Les premiers colons débarquent d'Europe en 1854. Alors que les
Britanniques sont négligés par leur pays d'origine, les
Français sont quant à eux soutenus par la France, et
prospèrent. En 1882, John HIGGINSON, spéculateur terrien
français d'origine irlandaise, fonde la Compagnie Calédonienne
des Nouvelles-Hébrides (CCNH). Il acquiert plus de 20 % des terres
exploitées par les britanniques et les chefs locaux. En 1894,
rebaptisée Société Française des
Nouvelles-Hébrides (SFNH), la Compagnie possède 55 % des terres
cultivables du Vanuatu.
Pour mettre fin à la rivalité existant entre les deux
communautés, les deux puissances coloniales créent en 1887 une
Commission navale mixte, reconduite sous la forme d'un condominium
franco-britannique.
2. Un régime original : le Condominium franco-britannique
Le 27
février 1906, le Condominium franco-britannique des
Nouvelles-Hébrides est créé en réponse à
l'expansionnisme germanique dans la région. A cette époque la
population totale est d'environ 2.000 Français, 1.000 Britanniques et
65.000 îliens. Cette autorité est étendue plus tard dans le
Protocole anglo-français de 1914, ratifié le 18 mars 1922. Ces
accords établissent une influence égale entre les deux pouvoirs
coloniaux, sans souveraineté exclusive. Les Nouvelles-Hébrides
sont "territoire d'influence commune". Les Français et les Britanniques
ont des droits égaux. Les Ni-Vanuatu n'ont aucun Etat officiel.
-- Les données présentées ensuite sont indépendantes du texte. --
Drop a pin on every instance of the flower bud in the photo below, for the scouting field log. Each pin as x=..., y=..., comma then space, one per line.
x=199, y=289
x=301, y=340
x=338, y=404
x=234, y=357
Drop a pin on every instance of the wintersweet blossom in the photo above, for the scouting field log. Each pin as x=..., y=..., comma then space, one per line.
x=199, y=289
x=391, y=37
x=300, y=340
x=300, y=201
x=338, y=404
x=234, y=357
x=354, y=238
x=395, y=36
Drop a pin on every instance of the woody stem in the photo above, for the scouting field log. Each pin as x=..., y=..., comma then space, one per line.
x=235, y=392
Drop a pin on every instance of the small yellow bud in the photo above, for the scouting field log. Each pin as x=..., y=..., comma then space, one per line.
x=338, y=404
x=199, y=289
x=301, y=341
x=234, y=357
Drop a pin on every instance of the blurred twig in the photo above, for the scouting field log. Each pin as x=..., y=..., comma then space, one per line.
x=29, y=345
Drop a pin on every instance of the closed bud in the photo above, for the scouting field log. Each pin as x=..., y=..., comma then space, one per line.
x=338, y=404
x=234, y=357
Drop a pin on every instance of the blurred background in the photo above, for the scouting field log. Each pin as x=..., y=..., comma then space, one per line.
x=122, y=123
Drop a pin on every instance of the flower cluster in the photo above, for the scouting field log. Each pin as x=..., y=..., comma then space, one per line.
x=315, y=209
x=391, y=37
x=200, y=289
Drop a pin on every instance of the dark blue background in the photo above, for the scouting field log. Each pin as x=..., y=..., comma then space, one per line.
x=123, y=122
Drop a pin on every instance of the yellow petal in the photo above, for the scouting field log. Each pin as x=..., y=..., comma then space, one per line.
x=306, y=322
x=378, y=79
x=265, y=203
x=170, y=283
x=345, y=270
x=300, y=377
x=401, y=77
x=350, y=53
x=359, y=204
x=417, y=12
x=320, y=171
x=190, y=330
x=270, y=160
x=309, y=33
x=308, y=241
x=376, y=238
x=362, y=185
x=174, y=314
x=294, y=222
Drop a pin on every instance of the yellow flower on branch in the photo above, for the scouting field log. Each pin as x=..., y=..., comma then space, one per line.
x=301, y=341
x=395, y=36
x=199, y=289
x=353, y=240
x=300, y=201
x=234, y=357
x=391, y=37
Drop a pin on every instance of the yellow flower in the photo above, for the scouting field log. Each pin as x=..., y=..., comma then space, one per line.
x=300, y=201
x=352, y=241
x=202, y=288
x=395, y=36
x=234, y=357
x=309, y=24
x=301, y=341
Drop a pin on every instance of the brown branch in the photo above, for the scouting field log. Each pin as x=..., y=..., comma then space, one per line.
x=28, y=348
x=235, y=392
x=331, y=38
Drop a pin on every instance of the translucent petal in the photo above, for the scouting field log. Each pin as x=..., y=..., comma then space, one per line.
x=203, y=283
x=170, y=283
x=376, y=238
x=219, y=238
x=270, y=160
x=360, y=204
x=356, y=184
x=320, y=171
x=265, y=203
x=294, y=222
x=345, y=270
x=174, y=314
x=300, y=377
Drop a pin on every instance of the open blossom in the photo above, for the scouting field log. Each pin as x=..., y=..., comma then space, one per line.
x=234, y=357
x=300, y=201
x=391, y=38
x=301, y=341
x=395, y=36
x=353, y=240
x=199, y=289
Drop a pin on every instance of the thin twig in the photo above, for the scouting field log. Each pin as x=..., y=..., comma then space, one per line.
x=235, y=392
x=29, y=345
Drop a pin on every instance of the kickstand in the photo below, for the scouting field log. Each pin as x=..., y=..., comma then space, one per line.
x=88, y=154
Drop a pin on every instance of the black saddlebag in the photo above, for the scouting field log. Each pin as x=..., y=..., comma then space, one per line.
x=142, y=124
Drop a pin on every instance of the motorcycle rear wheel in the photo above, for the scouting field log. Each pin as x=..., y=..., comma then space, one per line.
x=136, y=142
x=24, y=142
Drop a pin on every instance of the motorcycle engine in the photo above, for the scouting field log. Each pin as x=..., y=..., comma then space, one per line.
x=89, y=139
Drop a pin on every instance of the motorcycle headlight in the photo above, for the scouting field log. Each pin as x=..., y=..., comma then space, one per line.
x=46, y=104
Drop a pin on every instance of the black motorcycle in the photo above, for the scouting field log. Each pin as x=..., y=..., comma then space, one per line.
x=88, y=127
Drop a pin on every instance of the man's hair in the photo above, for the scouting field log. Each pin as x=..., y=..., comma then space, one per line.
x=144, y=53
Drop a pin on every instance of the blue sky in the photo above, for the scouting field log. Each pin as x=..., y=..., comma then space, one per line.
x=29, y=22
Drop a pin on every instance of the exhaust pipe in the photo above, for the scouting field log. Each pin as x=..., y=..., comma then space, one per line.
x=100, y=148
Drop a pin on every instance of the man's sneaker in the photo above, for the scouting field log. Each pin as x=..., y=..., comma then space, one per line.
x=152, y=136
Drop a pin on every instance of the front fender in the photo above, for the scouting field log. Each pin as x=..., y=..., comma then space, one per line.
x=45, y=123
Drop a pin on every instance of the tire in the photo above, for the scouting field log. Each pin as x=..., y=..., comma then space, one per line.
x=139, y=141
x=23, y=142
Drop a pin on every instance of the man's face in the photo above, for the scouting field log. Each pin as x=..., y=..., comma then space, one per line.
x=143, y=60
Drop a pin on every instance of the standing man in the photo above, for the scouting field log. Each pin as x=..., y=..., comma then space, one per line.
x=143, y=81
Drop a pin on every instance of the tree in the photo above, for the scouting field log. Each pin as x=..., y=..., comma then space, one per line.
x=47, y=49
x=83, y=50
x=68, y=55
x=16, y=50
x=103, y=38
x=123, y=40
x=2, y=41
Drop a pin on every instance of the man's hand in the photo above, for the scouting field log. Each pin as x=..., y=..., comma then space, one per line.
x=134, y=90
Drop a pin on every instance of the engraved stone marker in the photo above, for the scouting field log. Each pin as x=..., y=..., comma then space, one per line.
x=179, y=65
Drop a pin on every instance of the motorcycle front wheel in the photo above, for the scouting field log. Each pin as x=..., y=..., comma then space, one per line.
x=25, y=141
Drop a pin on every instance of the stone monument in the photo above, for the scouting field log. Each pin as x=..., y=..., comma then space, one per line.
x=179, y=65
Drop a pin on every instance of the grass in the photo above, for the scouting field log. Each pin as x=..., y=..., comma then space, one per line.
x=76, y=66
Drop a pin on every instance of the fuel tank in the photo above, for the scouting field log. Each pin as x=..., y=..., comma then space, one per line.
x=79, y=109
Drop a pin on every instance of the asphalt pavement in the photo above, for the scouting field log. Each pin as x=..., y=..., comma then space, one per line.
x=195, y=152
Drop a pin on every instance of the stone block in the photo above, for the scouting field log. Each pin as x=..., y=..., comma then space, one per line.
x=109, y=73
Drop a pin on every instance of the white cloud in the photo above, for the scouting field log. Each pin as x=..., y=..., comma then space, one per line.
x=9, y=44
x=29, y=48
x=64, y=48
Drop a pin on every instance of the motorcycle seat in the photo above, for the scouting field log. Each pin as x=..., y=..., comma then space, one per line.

Chaque communauté a des services propres. Il existe deux polices, deux
services de santé, deux systèmes éducatifs - ce qui est
toujours le cas - deux monnaies et deux systèmes pénitentiaires.
Durant la guerre contre le Japon, les troupes américaines font halte au
Vanuatu et quittent l'archipel après la défaite japonaise en
1945, abandonnant une grande partie de leur équipement, en jetant la
plupart à la mer à Luganville, dans l'île de Santo.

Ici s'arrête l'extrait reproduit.